The NAV pack contains the system header and two fixed length packets called Presentation Control Information (PCI) and Data Search Information (DSI).
The video, audio, and subpicture packs contain only the Packetized Elementary Stream (PES) for the content, and, if needed, a padding packet.

Non-standard stuff

The MPEG-2 system fortunately left provisions for non-standard data in the form of private streams. There are two private stream types, only one has timing information in the form of Presentation Time Stamps (PTS) and Decoder Time Stamps (DTS). The actual content of a private stream is determined by the application, in our case, DVD-Video.
Private Stream 1 is the one that has the timing information, and so DVD-Video uses this stream for subpictures and all the additional audio systems (AC3, DTS, LPCM, etc) which are not MPEG. The actual content of each private stream packet is determined by the sub-stream number.
The other stream, Private Stream 2, is used for the navigation packets found in the NAV pack.

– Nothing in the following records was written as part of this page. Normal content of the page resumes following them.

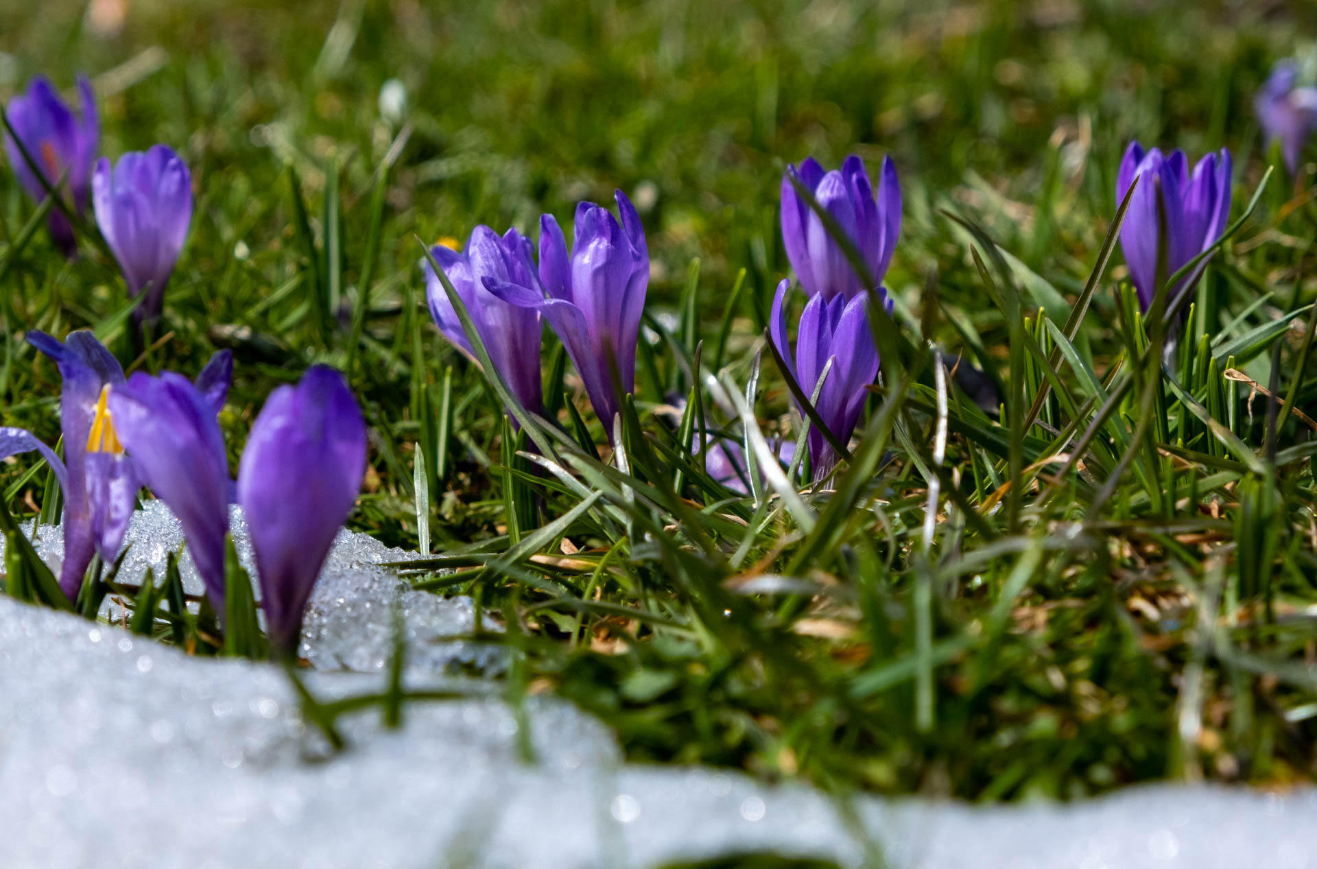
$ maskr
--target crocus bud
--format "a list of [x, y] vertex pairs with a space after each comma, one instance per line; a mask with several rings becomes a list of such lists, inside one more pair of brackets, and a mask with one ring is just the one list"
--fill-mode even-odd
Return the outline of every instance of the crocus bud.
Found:
[[302, 612], [366, 471], [366, 424], [342, 375], [312, 366], [266, 399], [238, 465], [271, 649], [292, 654]]
[[[59, 99], [50, 82], [38, 75], [28, 86], [25, 95], [9, 100], [5, 113], [24, 150], [37, 165], [47, 186], [54, 187], [67, 172], [62, 192], [71, 195], [74, 211], [82, 215], [87, 207], [91, 162], [100, 144], [100, 124], [96, 120], [96, 99], [91, 92], [91, 82], [83, 75], [78, 76], [78, 95], [82, 100], [82, 112], [74, 116], [72, 109]], [[46, 198], [46, 191], [8, 132], [4, 145], [18, 183], [40, 203]], [[74, 230], [68, 219], [58, 209], [51, 209], [49, 225], [55, 244], [66, 254], [72, 254]]]
[[1285, 167], [1293, 175], [1308, 138], [1317, 130], [1317, 88], [1296, 87], [1299, 67], [1281, 62], [1252, 100], [1267, 144], [1280, 142]]
[[[861, 294], [853, 299], [835, 296], [828, 300], [822, 294], [810, 298], [801, 313], [801, 325], [795, 334], [795, 350], [786, 337], [785, 299], [790, 282], [777, 284], [773, 298], [773, 312], [769, 321], [769, 336], [777, 352], [786, 359], [792, 375], [801, 390], [814, 395], [823, 369], [832, 362], [827, 379], [819, 391], [814, 409], [827, 424], [838, 441], [846, 444], [855, 433], [860, 421], [860, 411], [868, 398], [868, 387], [878, 375], [878, 349], [873, 344], [869, 328], [869, 295]], [[888, 311], [892, 300], [884, 299]], [[803, 411], [802, 411], [803, 415]], [[817, 427], [810, 427], [810, 465], [814, 479], [819, 481], [832, 473], [838, 453]]]
[[[1139, 183], [1121, 225], [1121, 249], [1143, 311], [1152, 307], [1159, 280], [1169, 279], [1225, 232], [1230, 167], [1230, 151], [1223, 147], [1200, 159], [1191, 174], [1184, 151], [1163, 155], [1154, 147], [1144, 153], [1142, 145], [1130, 142], [1115, 180], [1115, 201], [1125, 199], [1137, 176]], [[1158, 275], [1158, 250], [1163, 248], [1164, 274]], [[1181, 279], [1169, 302], [1197, 278], [1191, 274]]]
[[[477, 226], [457, 253], [435, 245], [431, 255], [444, 270], [453, 290], [471, 315], [471, 323], [481, 342], [489, 350], [494, 367], [512, 390], [522, 406], [532, 413], [544, 409], [540, 388], [540, 312], [510, 304], [485, 288], [485, 278], [539, 290], [540, 278], [535, 271], [535, 250], [531, 240], [516, 229], [499, 236], [489, 226]], [[425, 298], [435, 325], [444, 337], [474, 358], [453, 303], [435, 274], [429, 261], [421, 262], [425, 271]], [[543, 292], [540, 294], [543, 296]], [[512, 421], [516, 425], [516, 420]]]
[[173, 149], [155, 145], [146, 153], [124, 154], [113, 169], [101, 157], [91, 187], [96, 225], [119, 261], [128, 292], [146, 292], [137, 315], [155, 320], [192, 223], [192, 175]]
[[635, 390], [636, 340], [649, 286], [640, 215], [620, 190], [615, 198], [620, 224], [607, 208], [577, 205], [570, 254], [558, 221], [552, 215], [540, 219], [539, 282], [483, 278], [498, 298], [544, 313], [608, 432], [620, 396]]
[[173, 371], [138, 371], [109, 391], [109, 412], [138, 478], [183, 527], [211, 606], [223, 614], [230, 485], [213, 381], [203, 386]]
[[799, 169], [788, 166], [782, 175], [782, 244], [801, 287], [827, 300], [835, 296], [849, 299], [871, 287], [856, 274], [810, 203], [795, 192], [793, 178], [810, 191], [855, 244], [868, 266], [873, 288], [882, 286], [882, 275], [901, 236], [901, 183], [892, 158], [882, 159], [877, 200], [864, 161], [853, 154], [842, 163], [842, 171], [824, 172], [818, 161], [807, 157]]
[[28, 342], [55, 361], [65, 382], [59, 420], [67, 483], [59, 587], [72, 599], [92, 554], [113, 561], [133, 515], [137, 477], [105, 404], [108, 392], [124, 383], [124, 370], [88, 330], [70, 332], [63, 344], [32, 330]]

The next higher logical structure is called the Video OBject Unit, or VOBU. Each VOBU starts with a NAV pack and contains approximately half a second of the program. The size of the VOBU is determined by the video coding unit called a Group Of Pictures (GOP). A VOBU will contain one or more complete GOP, as needed. The last video pack in each VOBU is padded if needed with either a padding stream or stuffing bytes. Audio and subpictures with DTS values within the same range of values as the video are included in each VOBU. Audio is not padded until the end of the cell, therefore audio frames can span VOBUs.

The Cell

Cells are the next higher logical structure, containing any number of whole VOBUs. Their length and placement is entirely arbitrary and depends on the overall organization of the program (movie). Chapters, multiple angles, titles, and even how the "prev" and "next" buttons on a remote act all dictate the placement of cells.


The VOB is a collection of one or more cells. An entire title could use just one VOB, but they usually use more. Sometimes the use is arbitrary, usually along the lines of a new VOB for each chapter, and within the VOB cells for each scene. This is not a requirement. In fact, there is only one place where seperate VOBs are required, and that is multiple angles.

Several 1GB files

All the content for one title set (VTS) is contiguous on the DVD, but broken up into 1GB files in the computer compatible file systems for the convenience of the various operating systems. You can see that there really is no break by examining the second or later file and looking at the Logical Block Address (LBA), contained in NAV packs.
The files are broken up without regard to content, which is why it is difficult to process any file but the first, since it most likely will not start at a VOBU (start with a NAV pack). The usual split point is at 524,287 sectors (1,048,574 KB, 1,073,739,776 bytes). In hexadecimal this is 7FFFF sectors (219-1), or 3FFFF800 bytes.